Beide Unterabsätze von Artikel 4 Absatz 3 verpflichteten die Kommission, sorgfältig zu prüfen, ob ein „überwiegendes“ öffentliches Interesse an der Verbreitung besteht. In ihrem Bericht erläuterte die Kommission, dass dies bedeute, dass der durch die Freigabe potenziell verursachte Schaden und das öffentliche Interesse gegeneinander abgewogen werden müssen. Soweit man dies beurteilen könne, habe eine solche Abwägung jedoch nie stattgefunden, obwohl die Einstellung des Vorhabens das Vertrauens der Regierung in Kasachstan scher erschüttert und für die Beschwerdeführerin einen erheblichen Ansehensverlust bedeutet habe.
Die Kommission habe nur eine knappe Erklärung abgegeben, ohne den Antrag auf Zugang zu den Unterlagen mit der gebotenen Sorgfalt zu prüfen und ohne zwischen der Situation im Jahr 2002 und der heutigen Situation zu unterscheiden.
Schreiben vom 25. Februar 2004Die Beschwerdeführerin stellte fest, dass sie erst nachdem sie Zugang zu der Akte der Kommission erhalten habe beweisen konnte, dass die Kommission sowohl ihr als auch dem Bürgerbeauftragten dreiste Lügen aufgetischt habe. Der Zugang zu den vollständigen Unterlagen werde hoffentlich Aufschluss darüber geben, warum die Kommission ihrer Überwachungsaufgabe nicht in unparteiischer Weise nachgekommen sei.
Es sei merkwürdig, dass die Kommission der Beschwerdeführerin Zugang zu verschiedenen Mitteilungen zwischen der Kommission und ihrer Delegation in Kasachstan gewährt habe, die Einsicht in andere Mitteilungen jedoch verweigert habe.
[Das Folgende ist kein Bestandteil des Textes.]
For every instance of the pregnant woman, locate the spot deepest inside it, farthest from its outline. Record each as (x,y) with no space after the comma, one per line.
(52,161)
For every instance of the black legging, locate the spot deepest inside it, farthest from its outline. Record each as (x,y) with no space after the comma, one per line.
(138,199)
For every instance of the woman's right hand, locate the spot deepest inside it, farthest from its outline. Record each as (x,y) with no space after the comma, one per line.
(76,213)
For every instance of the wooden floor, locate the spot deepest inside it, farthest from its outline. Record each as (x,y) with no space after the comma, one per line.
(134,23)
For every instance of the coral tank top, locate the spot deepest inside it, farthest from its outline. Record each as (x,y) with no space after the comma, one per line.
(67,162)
Dies zeige, dass die Kommission nicht im Mindesten bereit sei, sich an die Verordnung 1049/2001 zu halten.
Die Beschwerdeführerin sei seit mehr als zehn Jahren Opfer einer gezielten Diffamierungskampagne seitens mehrerer Generaldirektionen der Kommission.
Die Verordnung 1049/2001 sehe die Freigabe der vollständigen Akte vor. Sie liefere keine Handhabe für die willkürliche Beschneidung des Rechts auf Zugang zur Akte durch eine Kommission, die gegenüber der Beschwerdeführerin eine mehr und mehr feudalistische Haltung erkennen lasse.
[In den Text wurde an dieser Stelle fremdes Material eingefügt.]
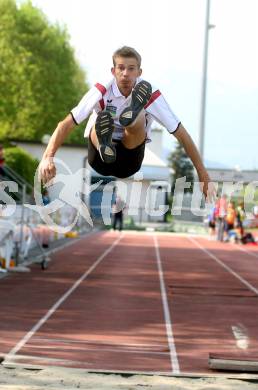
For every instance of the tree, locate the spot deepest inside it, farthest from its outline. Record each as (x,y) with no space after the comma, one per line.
(22,162)
(181,165)
(40,79)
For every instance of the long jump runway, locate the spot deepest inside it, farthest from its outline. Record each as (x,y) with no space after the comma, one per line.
(133,302)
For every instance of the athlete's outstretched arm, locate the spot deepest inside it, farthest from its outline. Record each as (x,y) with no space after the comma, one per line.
(47,169)
(185,139)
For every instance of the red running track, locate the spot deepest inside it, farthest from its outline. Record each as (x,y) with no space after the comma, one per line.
(133,302)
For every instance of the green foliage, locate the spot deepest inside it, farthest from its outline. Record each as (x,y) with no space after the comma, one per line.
(21,162)
(40,79)
(181,165)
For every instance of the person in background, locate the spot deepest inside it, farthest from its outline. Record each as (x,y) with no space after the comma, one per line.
(230,219)
(212,223)
(240,219)
(221,211)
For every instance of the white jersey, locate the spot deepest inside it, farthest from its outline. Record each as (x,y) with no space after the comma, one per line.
(108,97)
Die Erklärung der Kommission, wonach der Zugang zu bestimmten Dokumenten verwehrt werden müsse, um die internen Beratungen der Kommission zu schützen, bestärke nur den Verdacht, dass die Kommission noch mehr zu verbergen habe als die Beschwerdeführerin selbst erwartet habe.
Der Zugang zu den relevanten Akten sei immer da notwendig, wo Verwaltungsabläufe mit Manipulationen, falschen Verdächtigungen und haltlosen Lügen einhergingen.
Es sei unklar, welcher „Entscheidungsprozess“ noch geschützt werden müsse, nachdem die Kommission an ihrer dreisten Forderung festgehalten habe, dass die Beschwerdeführerin die Summe von 37 741,07 € zuzüglich Zinsen zurückzahlen muss.
Die Einstellung des Projekts in Kasachstan habe dem Ansehen der Beschwerdeführerin schwer geschadet. Die Beschwerdeführerin habe deshalb Anspruch auf Einsichtnahme in die von der Kommission zurückbehaltenen Dokumente, um diesen Schaden wieder gut zu machen.
Schreiben vom 10. März 2004Die Beschwerdeführerin machte geltend, der Bürgerbeauftragte selbst habe ihr in seiner Entscheidung vom 17. Oktober 2003 das Recht auf Zugang zu der vollständigen Akte zugestanden. Es sei verdächtig, dass die für den Vertrag zuständigen Dienststellen am 23. September 1999 ein „Informationsersuchen über einen Vertragsnehmer“ an eine andere Generaldirektion der Kommission gerichtet hätten. Dieses Dokument sei unter den Dokumenten gewesen, die auf der Liste für die vierte, nicht zugängliche Akte aufgeführt gewesen seien.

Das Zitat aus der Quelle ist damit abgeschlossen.